The above is when I am using gfortran for fortran FC, and using the default cudacpp.mk where the link (of hip, fortran and c++) is done using hipcc. (For comparison, the same with nvcc works ok for cuda in my environments).
The only think that I was able to get to work, in this LUMI environment, involves two changes: one, use flang (hidden inside the ROC installation) instead of gfortran for FC; at the same time, use that same flang instead of hipcc for linking of fgcheck.exe, adding however
-lstdc++ -L /opt/rocm-5.2.3/lib/ -lamdhip64
to the link command.This is a problem I observed for fgceck.exe for now, but I guess that I would get the same for madevent?

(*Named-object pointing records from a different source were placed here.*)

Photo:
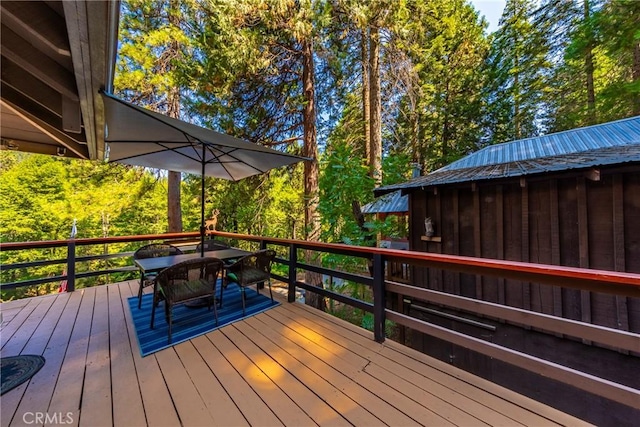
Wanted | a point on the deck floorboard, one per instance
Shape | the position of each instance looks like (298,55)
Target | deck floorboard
(290,365)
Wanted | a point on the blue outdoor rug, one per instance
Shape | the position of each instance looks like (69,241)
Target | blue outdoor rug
(191,322)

Maybe not, because it seems that we are actually linking madevent with the fortran compiler already (which is what would work here with flang). So I guess that we should probably always link fortran, c++ and GPU code with the fortran compiler? I will do more checks tomorrow.
By the way the issue above anyway does seem to need flang, so using gfortran for linking would not be ok if I tested this well. Maybe this would be easier with some nicer compiler combinations. I am not sure if @Jooorgen had observed anything like this?
I keep the details here for reference.